When I grow up I want to wander the planet and photograph and write about women. That’s been my dream and today it began. Well at least the wandering began…there are no women yet. Just two men, two of my favorite men. After two days of scrubbing, repairing, and organizing, Allen, Jim Moore, and I set sail in the wee hours of the morning. So different from our arrival two months ago to this busy metropolis, today was eerily quiet, the water calm and flat, even the no see ums were still asleep. It was as though we were sneaking off trying our best not to wake the sleeping giant of Ft. Lauderdale. Within minutes, we merged onto the gulf stream freeway just a few miles offshore and began our northbound journey up the Eastern seaboard.
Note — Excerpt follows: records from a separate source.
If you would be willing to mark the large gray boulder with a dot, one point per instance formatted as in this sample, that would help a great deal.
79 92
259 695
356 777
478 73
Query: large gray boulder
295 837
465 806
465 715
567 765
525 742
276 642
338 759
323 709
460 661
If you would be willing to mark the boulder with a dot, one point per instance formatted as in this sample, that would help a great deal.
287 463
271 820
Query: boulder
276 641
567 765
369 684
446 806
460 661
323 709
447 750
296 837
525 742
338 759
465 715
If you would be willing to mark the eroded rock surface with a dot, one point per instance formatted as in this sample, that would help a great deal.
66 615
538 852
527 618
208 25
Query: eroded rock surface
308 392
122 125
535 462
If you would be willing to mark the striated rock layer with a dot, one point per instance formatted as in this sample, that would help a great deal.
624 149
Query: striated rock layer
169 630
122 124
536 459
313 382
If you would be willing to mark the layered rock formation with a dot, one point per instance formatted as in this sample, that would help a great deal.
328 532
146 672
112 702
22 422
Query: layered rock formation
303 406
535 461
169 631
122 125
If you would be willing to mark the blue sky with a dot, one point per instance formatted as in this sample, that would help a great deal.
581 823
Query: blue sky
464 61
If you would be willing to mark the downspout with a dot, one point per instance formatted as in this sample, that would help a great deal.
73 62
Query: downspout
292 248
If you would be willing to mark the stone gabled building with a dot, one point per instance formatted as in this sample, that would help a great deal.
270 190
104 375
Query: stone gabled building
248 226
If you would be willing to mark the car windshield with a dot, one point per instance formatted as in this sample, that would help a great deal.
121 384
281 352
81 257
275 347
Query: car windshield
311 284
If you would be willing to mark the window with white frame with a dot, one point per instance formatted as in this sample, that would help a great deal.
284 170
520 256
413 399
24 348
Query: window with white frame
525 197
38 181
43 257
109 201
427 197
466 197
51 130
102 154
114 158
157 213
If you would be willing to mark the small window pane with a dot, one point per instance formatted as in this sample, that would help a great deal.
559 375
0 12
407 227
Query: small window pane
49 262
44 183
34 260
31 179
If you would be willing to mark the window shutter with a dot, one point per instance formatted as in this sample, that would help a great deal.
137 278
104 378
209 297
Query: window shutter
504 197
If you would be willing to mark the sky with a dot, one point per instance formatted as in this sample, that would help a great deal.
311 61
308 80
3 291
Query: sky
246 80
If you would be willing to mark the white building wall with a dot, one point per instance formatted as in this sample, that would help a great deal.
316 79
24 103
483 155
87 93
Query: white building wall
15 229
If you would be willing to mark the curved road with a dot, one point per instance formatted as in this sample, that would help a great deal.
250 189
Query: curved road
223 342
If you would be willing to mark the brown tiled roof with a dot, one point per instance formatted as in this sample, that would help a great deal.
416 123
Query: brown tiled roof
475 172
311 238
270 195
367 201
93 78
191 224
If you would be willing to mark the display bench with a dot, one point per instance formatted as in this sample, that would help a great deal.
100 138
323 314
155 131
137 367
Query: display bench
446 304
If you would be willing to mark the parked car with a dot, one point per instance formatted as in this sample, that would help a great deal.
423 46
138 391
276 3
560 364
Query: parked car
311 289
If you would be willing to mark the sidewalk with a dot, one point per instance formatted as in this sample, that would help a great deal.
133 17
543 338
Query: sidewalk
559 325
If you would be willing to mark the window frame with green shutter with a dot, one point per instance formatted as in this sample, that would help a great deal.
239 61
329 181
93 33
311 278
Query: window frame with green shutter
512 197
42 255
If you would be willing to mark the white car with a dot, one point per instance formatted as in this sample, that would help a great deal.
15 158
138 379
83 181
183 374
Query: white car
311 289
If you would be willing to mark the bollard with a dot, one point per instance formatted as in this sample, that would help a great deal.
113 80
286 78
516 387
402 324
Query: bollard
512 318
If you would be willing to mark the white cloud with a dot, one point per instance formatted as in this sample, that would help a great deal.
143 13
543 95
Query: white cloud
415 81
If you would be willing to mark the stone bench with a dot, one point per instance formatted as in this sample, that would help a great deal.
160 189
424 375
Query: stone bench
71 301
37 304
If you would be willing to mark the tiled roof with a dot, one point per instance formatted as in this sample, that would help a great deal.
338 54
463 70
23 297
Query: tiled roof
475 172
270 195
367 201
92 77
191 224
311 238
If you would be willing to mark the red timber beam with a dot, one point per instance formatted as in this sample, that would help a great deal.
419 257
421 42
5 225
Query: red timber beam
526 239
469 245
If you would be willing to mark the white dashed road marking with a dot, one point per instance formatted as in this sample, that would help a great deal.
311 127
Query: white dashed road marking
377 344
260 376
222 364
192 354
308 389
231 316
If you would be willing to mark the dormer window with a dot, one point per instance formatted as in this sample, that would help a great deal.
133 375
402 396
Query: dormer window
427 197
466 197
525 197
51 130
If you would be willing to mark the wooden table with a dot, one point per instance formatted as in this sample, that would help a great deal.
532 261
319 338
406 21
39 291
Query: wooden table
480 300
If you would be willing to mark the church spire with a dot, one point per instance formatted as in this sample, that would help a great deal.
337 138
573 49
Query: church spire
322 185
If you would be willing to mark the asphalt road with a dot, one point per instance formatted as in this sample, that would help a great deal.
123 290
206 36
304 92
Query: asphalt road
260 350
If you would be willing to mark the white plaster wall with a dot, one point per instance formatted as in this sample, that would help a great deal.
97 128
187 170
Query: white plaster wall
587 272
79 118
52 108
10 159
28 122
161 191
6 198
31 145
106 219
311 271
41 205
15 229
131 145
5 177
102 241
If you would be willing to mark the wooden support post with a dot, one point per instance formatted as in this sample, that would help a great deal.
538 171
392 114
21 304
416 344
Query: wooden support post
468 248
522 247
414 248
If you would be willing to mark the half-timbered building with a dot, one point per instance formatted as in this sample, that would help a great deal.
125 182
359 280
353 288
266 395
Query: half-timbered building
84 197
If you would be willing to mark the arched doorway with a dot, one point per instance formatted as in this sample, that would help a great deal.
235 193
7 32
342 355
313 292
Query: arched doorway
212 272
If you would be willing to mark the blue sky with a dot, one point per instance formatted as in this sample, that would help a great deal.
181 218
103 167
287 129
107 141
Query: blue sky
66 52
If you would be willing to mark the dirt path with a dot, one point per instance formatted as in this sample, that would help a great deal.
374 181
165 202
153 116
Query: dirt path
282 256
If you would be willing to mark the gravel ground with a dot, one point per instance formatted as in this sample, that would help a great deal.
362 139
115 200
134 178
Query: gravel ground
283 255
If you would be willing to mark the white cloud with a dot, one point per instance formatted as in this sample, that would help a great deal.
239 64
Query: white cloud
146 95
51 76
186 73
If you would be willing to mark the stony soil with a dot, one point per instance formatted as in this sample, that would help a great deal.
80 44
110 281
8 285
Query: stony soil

The crowded South Florida coastline faded and before long we were surrounded by the deep blue sea. Where the sea ends, the blue sky begins on every horizon. In many ways, it’s a very monotonous view that forces contemplation. Or in my case, sleep. So far, my dream of wandering is filled with just that…dreams. The steady motion of the boat rocks me instantly to sleep. And, until my tummy adjusts to the rocking and I gain my sea legs, sleep indeed seems the best solution. Jim Moore is on the same program so we keep the couches warm while Allen, who requires no adjustment time, keeps us sailing north.

Destination: Savannah, Georgia where I’m hoping to spend my 4th of July birthday with my dear friend, Kathryn, in a city I’ve never visited. In order to reach our destination on said date, however, we must sail through the night. To understand how I feel about sailing through the night, read Blog Post, Night Watch is Like Childbirth.  You get the idea.